My stbxw wife is not missing this, as she has another man in her life now. AGH!!!!!!!!!!

Sorry just had to vent.


----------



## proudwidaddy (Dec 26, 2011)

To follow up, it's not necessarily the sex I'm missing (although I am) it's the being wanted by another person that I really miss.
_Posted via Mobile Device_


----------



## Kearson (Jan 18, 2012)

I TOTALLY get what you are saying. I haven't had any since February and it has been years since it was any kind of passionate. I'm looking at another 2 years AT LEAST before I will have the chance to feel the touch of a man again, and knowing that is driving me six ways of insane 

I'm sorry you are going through this, but I'm sure that eventually you will find someone who appreciates your sentiments toward physical connection


----------



## Lifescript (Mar 12, 2012)

Proud, I find myself in a similar situation. I miss her sleeping next to me. Waking up next to her. It's tough. Lately, I've been thinking a lot about us and our intimate moments. It's not a good feeling since you know most likely those moments will never happen again or when you think that someone else had moments like that with your STBXW or is having them now. Anyways, my advice is to keep working on yourself and you will stop feeling like that once you get over her.


----------



## yellowsubmarine (Feb 3, 2012)

I used to fall right asleep when he was next to me. That has not happened in the last year and a half. I no longer sleep the way I used to.

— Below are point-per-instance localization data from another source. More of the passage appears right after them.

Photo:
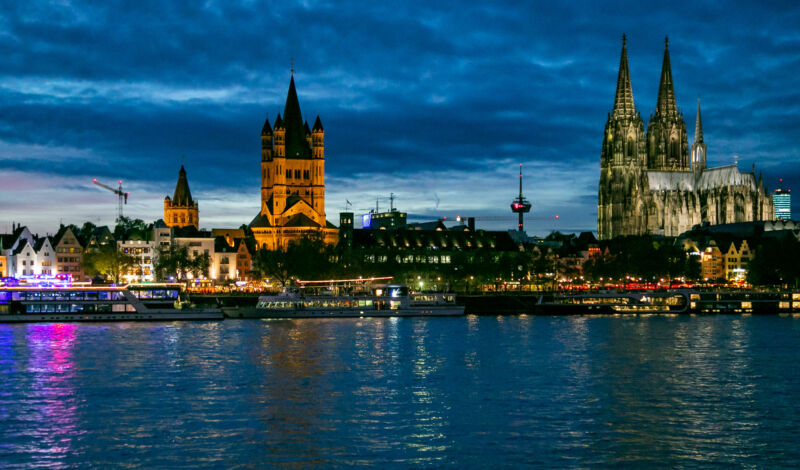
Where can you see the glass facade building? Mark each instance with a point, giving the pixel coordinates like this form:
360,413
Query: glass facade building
782,200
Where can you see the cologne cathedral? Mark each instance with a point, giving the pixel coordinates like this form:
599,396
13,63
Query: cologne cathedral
651,182
292,180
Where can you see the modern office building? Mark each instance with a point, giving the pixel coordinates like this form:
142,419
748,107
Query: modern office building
782,201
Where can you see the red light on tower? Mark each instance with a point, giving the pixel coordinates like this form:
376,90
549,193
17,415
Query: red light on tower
520,205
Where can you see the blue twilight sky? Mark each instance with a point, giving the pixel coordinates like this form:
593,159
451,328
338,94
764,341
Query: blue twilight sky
436,102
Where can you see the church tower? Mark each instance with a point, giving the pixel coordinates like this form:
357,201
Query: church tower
292,179
698,147
623,162
667,144
181,210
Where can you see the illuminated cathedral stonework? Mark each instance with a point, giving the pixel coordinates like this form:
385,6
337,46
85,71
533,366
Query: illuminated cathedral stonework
650,183
292,180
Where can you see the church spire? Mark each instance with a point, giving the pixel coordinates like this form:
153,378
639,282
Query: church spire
699,148
666,104
623,100
296,145
698,127
182,196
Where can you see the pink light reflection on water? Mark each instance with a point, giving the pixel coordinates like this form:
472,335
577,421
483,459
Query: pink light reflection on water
52,407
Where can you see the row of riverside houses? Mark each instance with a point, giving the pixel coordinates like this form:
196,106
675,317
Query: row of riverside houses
23,253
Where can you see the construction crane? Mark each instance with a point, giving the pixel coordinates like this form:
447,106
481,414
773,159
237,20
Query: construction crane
121,195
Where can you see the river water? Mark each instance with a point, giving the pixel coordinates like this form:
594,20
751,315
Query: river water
565,392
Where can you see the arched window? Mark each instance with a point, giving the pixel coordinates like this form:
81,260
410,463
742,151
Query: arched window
631,148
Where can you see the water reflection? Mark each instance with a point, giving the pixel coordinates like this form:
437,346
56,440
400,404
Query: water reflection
49,411
573,392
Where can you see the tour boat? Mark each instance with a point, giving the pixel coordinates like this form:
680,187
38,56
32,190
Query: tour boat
333,299
145,302
671,301
613,302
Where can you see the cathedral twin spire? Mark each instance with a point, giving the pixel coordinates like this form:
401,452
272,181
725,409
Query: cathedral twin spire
666,141
666,104
623,100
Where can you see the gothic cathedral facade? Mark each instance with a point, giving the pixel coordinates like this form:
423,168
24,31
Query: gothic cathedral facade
650,182
292,180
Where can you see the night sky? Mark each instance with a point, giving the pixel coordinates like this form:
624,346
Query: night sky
434,104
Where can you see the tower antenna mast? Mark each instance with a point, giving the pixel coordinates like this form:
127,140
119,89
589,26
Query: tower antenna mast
520,205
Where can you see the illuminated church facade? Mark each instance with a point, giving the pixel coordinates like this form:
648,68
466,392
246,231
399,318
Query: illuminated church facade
652,182
292,180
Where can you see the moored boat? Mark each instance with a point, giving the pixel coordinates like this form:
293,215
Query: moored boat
334,299
146,302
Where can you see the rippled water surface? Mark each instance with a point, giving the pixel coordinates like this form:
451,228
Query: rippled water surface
577,392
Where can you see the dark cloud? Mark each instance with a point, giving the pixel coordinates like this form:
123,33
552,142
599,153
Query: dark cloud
131,89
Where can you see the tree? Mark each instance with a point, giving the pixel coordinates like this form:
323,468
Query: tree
199,265
306,258
273,264
776,263
173,262
108,261
127,228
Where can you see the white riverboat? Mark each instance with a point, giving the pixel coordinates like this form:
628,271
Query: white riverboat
353,298
59,303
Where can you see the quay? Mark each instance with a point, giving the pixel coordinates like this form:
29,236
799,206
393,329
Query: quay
604,302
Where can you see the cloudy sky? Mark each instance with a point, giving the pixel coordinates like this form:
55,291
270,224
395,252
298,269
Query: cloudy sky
436,102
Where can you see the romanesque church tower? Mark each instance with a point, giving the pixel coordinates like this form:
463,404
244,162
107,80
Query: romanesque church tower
181,210
649,183
292,179
623,161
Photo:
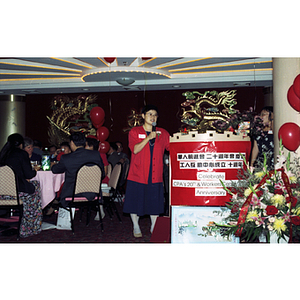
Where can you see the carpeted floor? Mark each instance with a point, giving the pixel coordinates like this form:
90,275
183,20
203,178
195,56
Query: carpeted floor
114,231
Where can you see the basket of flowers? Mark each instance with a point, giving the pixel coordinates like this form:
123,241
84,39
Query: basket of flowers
264,205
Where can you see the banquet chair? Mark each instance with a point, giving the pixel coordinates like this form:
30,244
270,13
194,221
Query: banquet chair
111,195
87,180
9,194
109,169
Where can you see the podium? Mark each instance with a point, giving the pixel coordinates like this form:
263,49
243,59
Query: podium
200,163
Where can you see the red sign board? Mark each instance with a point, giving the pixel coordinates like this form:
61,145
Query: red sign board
198,166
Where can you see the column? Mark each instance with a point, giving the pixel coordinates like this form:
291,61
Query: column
12,116
284,72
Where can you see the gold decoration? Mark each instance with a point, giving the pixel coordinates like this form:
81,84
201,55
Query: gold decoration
200,111
70,115
134,119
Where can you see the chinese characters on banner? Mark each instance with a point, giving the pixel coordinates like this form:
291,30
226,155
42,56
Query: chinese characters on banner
199,163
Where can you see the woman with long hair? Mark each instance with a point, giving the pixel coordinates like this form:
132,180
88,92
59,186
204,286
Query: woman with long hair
264,143
144,190
13,155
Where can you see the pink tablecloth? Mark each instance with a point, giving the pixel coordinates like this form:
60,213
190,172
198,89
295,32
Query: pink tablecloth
50,184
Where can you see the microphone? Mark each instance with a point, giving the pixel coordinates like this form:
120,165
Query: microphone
154,126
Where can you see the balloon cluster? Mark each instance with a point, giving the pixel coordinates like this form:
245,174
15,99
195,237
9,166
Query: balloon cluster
97,116
289,132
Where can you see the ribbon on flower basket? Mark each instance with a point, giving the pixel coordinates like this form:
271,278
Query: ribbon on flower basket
245,206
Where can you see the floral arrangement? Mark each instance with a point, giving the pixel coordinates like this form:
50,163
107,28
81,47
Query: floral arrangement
263,203
255,123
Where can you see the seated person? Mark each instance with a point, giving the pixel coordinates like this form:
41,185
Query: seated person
38,147
28,147
63,149
93,144
70,163
121,154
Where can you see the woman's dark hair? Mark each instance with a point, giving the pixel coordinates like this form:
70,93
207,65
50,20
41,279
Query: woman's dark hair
149,107
28,141
78,139
113,145
269,109
13,141
67,144
93,142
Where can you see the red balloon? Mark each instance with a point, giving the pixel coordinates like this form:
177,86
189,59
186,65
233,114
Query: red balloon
290,135
296,85
110,59
293,99
104,147
98,125
102,134
97,115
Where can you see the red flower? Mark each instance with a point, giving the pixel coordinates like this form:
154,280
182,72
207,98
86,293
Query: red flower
271,210
278,192
295,220
294,200
259,193
235,208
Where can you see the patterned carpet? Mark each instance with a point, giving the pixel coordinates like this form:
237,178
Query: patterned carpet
114,231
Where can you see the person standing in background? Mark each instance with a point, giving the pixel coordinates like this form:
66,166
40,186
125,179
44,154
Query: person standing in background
264,143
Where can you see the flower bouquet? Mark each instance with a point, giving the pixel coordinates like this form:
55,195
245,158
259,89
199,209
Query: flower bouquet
241,119
264,203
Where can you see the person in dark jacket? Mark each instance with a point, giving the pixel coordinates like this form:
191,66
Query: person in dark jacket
70,163
13,155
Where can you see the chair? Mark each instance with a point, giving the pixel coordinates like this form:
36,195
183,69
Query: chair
9,194
87,180
109,197
109,169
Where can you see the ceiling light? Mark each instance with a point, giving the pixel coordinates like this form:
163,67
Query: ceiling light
125,81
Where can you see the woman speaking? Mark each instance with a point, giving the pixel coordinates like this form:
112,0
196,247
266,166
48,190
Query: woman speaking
145,191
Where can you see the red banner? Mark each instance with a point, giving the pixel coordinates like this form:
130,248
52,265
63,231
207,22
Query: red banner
197,168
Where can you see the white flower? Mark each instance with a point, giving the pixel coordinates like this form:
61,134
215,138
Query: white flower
281,159
263,206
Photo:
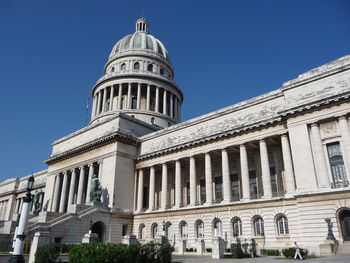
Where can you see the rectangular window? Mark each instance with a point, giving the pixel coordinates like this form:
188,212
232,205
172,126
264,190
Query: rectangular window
253,185
337,165
235,187
218,189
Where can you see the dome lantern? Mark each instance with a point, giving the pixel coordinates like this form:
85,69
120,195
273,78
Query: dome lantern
142,25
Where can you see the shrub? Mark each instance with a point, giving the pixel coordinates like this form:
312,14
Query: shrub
273,252
290,252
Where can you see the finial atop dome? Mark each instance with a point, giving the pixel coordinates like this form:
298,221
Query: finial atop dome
142,24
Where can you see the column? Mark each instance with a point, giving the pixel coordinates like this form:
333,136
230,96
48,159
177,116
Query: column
64,193
151,188
104,99
171,105
93,110
288,165
120,94
164,102
138,104
244,172
148,106
99,98
265,169
81,185
178,188
140,191
164,186
320,159
91,172
226,180
193,182
345,136
111,98
56,193
72,187
156,109
208,179
129,96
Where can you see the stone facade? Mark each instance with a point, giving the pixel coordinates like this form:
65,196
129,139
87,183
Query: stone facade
270,169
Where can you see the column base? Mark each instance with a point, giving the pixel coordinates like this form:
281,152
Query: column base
16,259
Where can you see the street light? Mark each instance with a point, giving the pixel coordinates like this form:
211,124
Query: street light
17,256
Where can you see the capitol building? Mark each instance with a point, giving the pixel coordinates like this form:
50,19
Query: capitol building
271,168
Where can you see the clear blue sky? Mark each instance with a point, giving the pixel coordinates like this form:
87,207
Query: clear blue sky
223,52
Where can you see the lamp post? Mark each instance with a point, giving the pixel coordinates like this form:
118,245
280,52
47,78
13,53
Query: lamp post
17,256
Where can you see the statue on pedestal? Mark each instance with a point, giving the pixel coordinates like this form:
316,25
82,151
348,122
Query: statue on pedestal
95,190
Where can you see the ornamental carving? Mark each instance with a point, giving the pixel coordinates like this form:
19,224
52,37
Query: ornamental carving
329,129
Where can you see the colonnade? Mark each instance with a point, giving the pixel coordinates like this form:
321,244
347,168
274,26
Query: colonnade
73,186
246,192
157,99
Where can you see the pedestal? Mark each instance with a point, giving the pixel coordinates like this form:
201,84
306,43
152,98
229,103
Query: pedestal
39,239
90,237
129,240
182,247
218,248
327,248
200,247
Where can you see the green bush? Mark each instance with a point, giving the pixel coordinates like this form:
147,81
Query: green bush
290,252
273,252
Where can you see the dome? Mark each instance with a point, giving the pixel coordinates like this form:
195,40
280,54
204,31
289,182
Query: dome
140,41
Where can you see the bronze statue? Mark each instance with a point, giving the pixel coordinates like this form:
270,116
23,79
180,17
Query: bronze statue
95,190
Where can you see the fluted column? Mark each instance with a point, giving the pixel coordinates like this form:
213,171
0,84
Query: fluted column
226,180
111,98
164,186
151,189
99,98
140,191
81,185
120,94
72,187
91,172
208,179
244,172
104,99
178,192
265,169
148,102
193,182
164,102
171,105
64,193
138,103
320,159
129,96
56,193
156,109
345,136
288,165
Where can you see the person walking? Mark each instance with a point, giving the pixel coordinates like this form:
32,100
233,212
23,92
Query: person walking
297,251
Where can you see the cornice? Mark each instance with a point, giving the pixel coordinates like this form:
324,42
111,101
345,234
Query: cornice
116,136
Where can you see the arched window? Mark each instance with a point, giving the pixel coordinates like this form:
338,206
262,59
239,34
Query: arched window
218,225
282,224
259,226
142,232
154,230
183,229
169,230
200,228
237,227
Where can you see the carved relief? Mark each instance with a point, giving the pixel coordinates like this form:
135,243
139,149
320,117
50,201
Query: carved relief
329,129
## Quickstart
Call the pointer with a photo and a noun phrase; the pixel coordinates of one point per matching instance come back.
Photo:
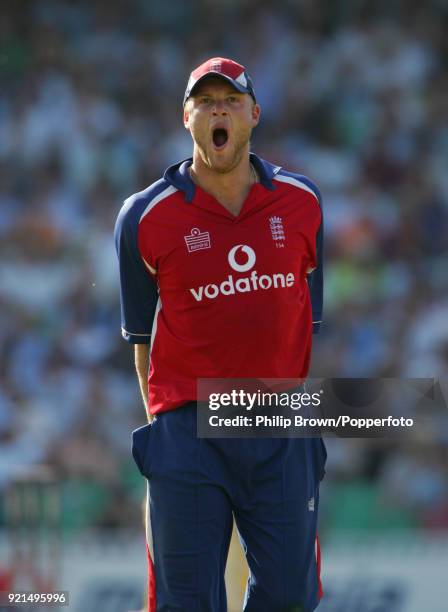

I have had those moments where I missed cuddling up to someone to watch tv, or just drop my legs on his lap. He would always sit, and I would always get more comfortable on the couch. I miss those moments.

But I must be strong.... and starting thinking about something else. Cannot let this drag me down!


----------



## coachman (Jan 31, 2012)

Well let me give you another point of view.

STBXW and I sleep in the same bed every night. Wake up to her every morning. See her naked everyday.

Haven't been intimate (and won't be) for about 8 months. 

Just because you have them in your bed doesn't bring the connection back. Yes we have cuddled and watch tv together nightly and it's great to have the company of your best friend...but it's still the person who is quitting the marriage, had an affair and whom I don't trust a word she says. 

Still, it's nice to know she is there even if it won't last much longer.

It would sure be easier for the healing process if she's wasn't there, but I'm still enjoying the last few moments we have.


----------